I analyzed geometry duplication across GADM levels and found over 9,000 duplicate geometries. This duplication often occurs in small countries, such as the Vatican, or in islands. To verify whether geometries were truly duplicated, I compared their hashes, point counts, and areas — an approach that should eliminate hash collisions.

-- =======================================================================
-- QUERY 3: Check for potential MD5 collisions by comparing geometry equality
-- =======================================================================
WITH all_geometries AS (
    SELECT 
        md5_geom_binary_hash as hash,
        'adm_0' as table_name,
        geom,
        gid_0 as gid,
        country as name
    FROM adm_0
    
    UNION ALL
    
    SELECT 
        md5_geom_binary_hash as hash,
        'adm_1' as table_name,
        geom,
        gid_1 as gid,
        name_1 as name
    FROM adm_1
    
    UNION ALL
    
    SELECT 
        md5_geom_binary_hash as hash,
        'adm_2' as table_name,
        geom,
        gid_2 as gid,
        name_2 as name
    FROM adm_2
    
    UNION ALL
    
    SELECT 
        md5_geom_binary_hash as hash,
        'adm_3' as table_name,
        geom,
        gid_3 as gid,
        name_3 as name
    FROM adm_3

    UNION ALL
    
    SELECT 
        md5_geom_binary_hash as hash,
        'adm_4' as table_name,
        geom,
        gid_4 as gid,
        name_4 as name
    FROM adm_4

    UNION ALL
    
    SELECT 
        md5_geom_binary_hash as hash,
        'adm_5' as table_name,
        geom,
        gid_5 as gid,
        name_5 as name
    FROM adm_5
    -- Add other tables as needed for comprehensive check
),
hash_groups AS (
    SELECT 
        hash,
        COUNT(*) as count,
        array_agg(DISTINCT table_name) as tables,
        array_agg(name) as names
    FROM all_geometries
    GROUP BY hash
    HAVING COUNT(*) > 1
),
collision_check AS (
    SELECT 
        hg.hash,
        hg.count,
        hg.tables,
        hg.names,
        -- Check if all geometries with same hash are actually equal
        COUNT(DISTINCT ST_AsText(ag.geom)) as unique_geometries_count
    FROM hash_groups hg
    JOIN all_geometries ag ON hg.hash = ag.hash
    GROUP BY hg.hash, hg.count, hg.tables, hg.names
)
SELECT 
    hash,
    count as duplicate_count,
    tables,
    names,
    unique_geometries_count,
    CASE 
        WHEN unique_geometries_count = 1 THEN 'TRUE DUPLICATE'
        ELSE 'POTENTIAL MD5 COLLISION!'
    END as analysis
FROM collision_check
ORDER BY unique_geometries_count DESC, duplicate_count DESC;

An unexpected benefit of this situation is that I can store all geometries in one place, remove duplicates, and save space.
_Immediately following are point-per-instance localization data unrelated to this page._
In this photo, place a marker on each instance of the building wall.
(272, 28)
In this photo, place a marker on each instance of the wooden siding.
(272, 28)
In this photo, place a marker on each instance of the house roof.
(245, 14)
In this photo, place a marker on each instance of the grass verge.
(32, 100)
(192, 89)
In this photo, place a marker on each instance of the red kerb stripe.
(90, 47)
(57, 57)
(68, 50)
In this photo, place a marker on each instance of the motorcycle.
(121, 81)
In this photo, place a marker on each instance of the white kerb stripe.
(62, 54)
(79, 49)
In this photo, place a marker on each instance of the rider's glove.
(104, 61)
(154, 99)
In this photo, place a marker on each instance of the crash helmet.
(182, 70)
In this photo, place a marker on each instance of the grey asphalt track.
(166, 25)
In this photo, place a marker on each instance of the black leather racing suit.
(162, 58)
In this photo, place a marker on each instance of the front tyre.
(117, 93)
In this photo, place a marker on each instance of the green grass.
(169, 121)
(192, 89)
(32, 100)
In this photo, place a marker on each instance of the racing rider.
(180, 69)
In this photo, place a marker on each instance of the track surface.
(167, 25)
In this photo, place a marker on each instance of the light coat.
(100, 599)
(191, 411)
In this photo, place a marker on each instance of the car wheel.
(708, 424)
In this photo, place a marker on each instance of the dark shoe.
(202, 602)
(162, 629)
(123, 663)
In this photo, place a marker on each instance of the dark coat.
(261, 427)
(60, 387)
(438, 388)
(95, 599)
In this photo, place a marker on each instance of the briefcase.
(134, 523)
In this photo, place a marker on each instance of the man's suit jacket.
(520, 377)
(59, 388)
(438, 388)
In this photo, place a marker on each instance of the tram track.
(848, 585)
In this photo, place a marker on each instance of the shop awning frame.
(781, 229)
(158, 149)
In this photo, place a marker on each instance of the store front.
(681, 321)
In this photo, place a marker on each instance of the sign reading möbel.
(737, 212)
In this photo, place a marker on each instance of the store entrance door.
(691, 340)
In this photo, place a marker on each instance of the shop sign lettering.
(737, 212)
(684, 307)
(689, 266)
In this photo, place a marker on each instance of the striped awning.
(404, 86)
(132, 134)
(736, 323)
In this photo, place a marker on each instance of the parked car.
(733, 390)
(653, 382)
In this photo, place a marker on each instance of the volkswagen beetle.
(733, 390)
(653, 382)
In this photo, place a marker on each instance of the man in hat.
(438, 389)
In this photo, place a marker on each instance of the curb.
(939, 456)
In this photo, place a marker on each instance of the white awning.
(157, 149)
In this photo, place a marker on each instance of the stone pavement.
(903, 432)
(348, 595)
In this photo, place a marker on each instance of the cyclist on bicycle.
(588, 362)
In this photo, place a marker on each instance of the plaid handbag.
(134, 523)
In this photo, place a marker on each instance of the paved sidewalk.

One option is to maintain a single geometries table with a one-to-many relationship to the original GADM tables. However, this makes it harder to map back from adm_geometries to the lowest-level adm_<nr> tables.

My next experiment is to merge all adm_ tables into a single table, with metadata stored in a JSON/JSONB column.

table: adm
- lv: int
- metadata: JSON
- geometry_hash // md5 hash

table: adm_geometries
- geometry_hash: text // md5 hash
- geom: GEOMETRY(POLYGON)

That’s it for today!